Bulk bins also allow you to purchase the amount you need rather than a large amount of something expensive that might not be used as often. Example: I once needed almond meal for a baked good and a 1 lb bag was nearly $16.00! Since I knew this wasn't going to be a staple in my kitchen, I found it in the bulk bins for significantly less and bought just the one cup that I needed for a few bucks. 

These also come in handy for expensive dried herbs and spices. If you need a teaspoon of a more obscure spice, keep in mind that that flavor tends to fade at about the one year mark so buying an entire canister might not be the best idea. If your grocery store carries these in bulk, you can save a lot of money by taking advantage of these. 

Homemade Snacks

Years ago I relied heavily on store-bought bars (either boxed or individual ones) almost every week for an on-the-go snack option. One day I actually thought about how expensive they are compared to homemade versions and realized that I have all of the ingredients at home anyway (and it takes less than an hour to make them).
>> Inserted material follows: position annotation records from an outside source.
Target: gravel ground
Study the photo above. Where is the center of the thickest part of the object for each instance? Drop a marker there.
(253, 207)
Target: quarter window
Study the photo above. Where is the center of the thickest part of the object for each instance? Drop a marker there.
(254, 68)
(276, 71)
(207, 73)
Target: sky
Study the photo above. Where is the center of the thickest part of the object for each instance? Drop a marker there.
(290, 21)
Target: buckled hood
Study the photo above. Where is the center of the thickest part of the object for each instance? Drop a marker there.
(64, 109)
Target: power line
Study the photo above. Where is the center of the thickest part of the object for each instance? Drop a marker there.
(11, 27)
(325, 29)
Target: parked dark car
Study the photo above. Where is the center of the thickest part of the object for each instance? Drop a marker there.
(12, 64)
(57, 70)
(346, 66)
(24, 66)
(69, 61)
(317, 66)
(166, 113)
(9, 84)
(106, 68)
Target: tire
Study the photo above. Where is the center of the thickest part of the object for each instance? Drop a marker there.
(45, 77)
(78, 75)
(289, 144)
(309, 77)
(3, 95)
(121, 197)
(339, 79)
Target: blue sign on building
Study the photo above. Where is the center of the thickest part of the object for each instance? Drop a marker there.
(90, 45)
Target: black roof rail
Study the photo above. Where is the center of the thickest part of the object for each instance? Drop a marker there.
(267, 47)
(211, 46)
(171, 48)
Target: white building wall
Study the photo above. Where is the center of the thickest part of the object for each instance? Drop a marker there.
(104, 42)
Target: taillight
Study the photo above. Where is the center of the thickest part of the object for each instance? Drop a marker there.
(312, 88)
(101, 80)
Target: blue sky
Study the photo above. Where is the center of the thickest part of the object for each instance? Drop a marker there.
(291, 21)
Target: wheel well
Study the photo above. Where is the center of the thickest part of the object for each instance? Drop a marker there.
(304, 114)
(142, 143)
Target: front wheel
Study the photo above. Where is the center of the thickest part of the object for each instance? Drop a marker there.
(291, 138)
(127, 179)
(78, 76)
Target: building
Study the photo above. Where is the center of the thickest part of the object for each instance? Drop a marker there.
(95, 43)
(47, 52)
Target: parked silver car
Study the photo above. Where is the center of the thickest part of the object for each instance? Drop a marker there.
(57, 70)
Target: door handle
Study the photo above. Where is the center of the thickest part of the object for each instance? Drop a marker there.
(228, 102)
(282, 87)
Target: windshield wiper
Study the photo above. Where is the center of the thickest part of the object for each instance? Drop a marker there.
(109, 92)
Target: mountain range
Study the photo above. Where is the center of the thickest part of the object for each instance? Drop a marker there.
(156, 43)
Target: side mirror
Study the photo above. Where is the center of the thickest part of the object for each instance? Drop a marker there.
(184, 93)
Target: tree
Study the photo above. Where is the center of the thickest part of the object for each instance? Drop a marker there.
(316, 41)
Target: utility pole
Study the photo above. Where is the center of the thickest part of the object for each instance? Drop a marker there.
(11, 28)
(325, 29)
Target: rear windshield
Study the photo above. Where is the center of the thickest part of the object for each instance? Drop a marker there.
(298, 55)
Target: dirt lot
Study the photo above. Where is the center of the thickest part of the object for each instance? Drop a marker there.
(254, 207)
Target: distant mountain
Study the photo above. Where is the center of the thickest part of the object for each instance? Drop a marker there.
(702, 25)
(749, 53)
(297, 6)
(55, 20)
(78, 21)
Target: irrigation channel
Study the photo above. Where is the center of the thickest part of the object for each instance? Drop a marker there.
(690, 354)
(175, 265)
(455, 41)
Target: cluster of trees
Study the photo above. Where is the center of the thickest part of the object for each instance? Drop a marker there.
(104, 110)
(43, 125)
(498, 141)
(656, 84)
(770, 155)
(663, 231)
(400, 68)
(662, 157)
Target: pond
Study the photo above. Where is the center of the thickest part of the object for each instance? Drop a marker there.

Now I usually try to throw together muffins, snack bars, oatmeal balls or something similar on Sundays so I have a high-fiber snack to grab all week without spending extra cash on a packaged option.

Here are a few favorite snack recipes that I make often and modify based on my mood or what I have on hand:

Peanut Butter Snack Squares

Oatmeal Energy Balls 

Peanut Butter Banana Chocolate Chip Muffins

cooked muffins.JPG

Use a Rebate App 

I have been using a smart phone app called Ibotta for over a year and find it to be a great way to get cash back on items I would be buying anyway. I find Ibotta to be extremely user-friendly and I love that they are local to Denver. 

So what is it? Ibotta is an app that you can use to "unlock" rebates on certain products (unlocking might entail watching a 30 second video, or answering a product-related question but sometimes you don't have to do anything). You purchase said items and once home, scan the barcodes and take a picture of your receipt. Money is then automatically added to your Ibotta account!

When you earn at least $20, you can either deposit the money to PayPal or Venmo, or use it to buy gift cards. I typically let it build up for a while before transferring to PayPal and then my bank. It's kind of like an extra little savings account that's out of sight and out of mind.

It does take some extra effort to browse rebates, select the ones that look good, unlock them and then remember to scan the barcodes when you get home. But if you seek out the bonus opportunities (where you can earn extra cash for redeeming certain combinations) I think it's totally worth the time. I actually think it's kind of fun and can gameify grocery shopping in a way. 

Just a note: if you sign up for Ibotta using the link above, I'll get a little bit of cash. 

What are your favorite tips for eating well on a budget or alternately, do you set a food budget?